If, with regard to THA, the Zephyr pseudosatellite from Airbus and the Stratobus from Thales Alenia Space are regularly cited, other solutions are on the verge of becoming a reality.
Thus, founded in 2016, the Toulouse company Zephalto, recently successfully carried out the test flight of a pressurized capsule which, with two people on board, rose to an altitude of 6,000 meters at using a balloon. The goal is to be able to take passengers into the stratosphere for commercial purposes [il s’agit de développer une nouvelle sorte de « tourisme spatial »]. But not only because it is also a question of carrying out flights for scientific and technological experiments.
Having also invested in this niche, the Hemeria company has just successfully carried out the first test flight of its stratospheric maneuvering balloon BalMan, designed under the project management of the National Center for Space Studies [CNES].

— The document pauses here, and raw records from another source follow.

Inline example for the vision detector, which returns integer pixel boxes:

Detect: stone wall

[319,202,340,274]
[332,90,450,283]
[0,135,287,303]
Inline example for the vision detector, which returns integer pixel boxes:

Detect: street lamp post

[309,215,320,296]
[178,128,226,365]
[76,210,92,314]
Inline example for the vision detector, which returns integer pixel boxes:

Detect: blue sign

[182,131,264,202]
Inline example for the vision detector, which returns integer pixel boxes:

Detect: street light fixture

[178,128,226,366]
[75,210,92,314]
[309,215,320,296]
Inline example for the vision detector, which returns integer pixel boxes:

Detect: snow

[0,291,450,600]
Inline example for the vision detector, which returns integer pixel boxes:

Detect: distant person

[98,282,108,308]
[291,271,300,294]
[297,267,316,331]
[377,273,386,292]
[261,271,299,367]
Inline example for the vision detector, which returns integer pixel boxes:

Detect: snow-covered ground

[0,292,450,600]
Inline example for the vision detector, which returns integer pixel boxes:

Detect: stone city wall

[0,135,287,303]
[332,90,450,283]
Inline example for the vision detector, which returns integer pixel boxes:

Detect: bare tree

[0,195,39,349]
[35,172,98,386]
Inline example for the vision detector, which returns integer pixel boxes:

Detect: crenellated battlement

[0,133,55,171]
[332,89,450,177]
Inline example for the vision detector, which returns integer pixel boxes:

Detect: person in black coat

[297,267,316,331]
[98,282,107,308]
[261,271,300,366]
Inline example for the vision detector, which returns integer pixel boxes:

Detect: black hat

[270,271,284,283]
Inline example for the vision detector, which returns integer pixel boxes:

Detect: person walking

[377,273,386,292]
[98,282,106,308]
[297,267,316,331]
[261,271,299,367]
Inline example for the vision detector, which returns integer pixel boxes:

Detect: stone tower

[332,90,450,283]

“On the night of October 30, the balloon maneuvering BalMan […] successfully carried out its first flight test, from the Guiana Space Center, thus validating the reliability of the stratospheric balloon envelope and flight safety systems in high altitude conditions,” indicated the CNES, via a press release released this November 6.
This stratospheric maneuvering balloon project is also supported by the Directorate General of Armaments [DGA]. It is also financed by France Relance.
The objective of this project, explains CNES, is to have the “capacity to remain above a geographical area of interest, at several tens of kilometers of altitude, much longer than [ne] a drift balloon, a plane, or even a drone can do it.” To do this, the aerostat operators “use wind currents at different altitudes in order to [le] move horizontally”. This opens the field to numerous applications, both military and civil.
According to Hemeria, this maneuvering stratospheric balloon will “facilitate access to space at lower cost”, “fly over an area of interest for longer” and “reduce logistical constraints”.
As a reminder, the stratosphere is located between ten and fifty kilometers in altitude, that is to say between the troposphere and the mesosphere.
A second flight of this BalMan should take place sometime next year. This time it will be a question of testing its ability to carry a payload of 50 kg. Activities around this aerostat “will now continue to quickly offer this technology to the scientific, defense communities or commercial operators,” argued Caroline Laurent, director of Orbital Systems and Applications at CNES.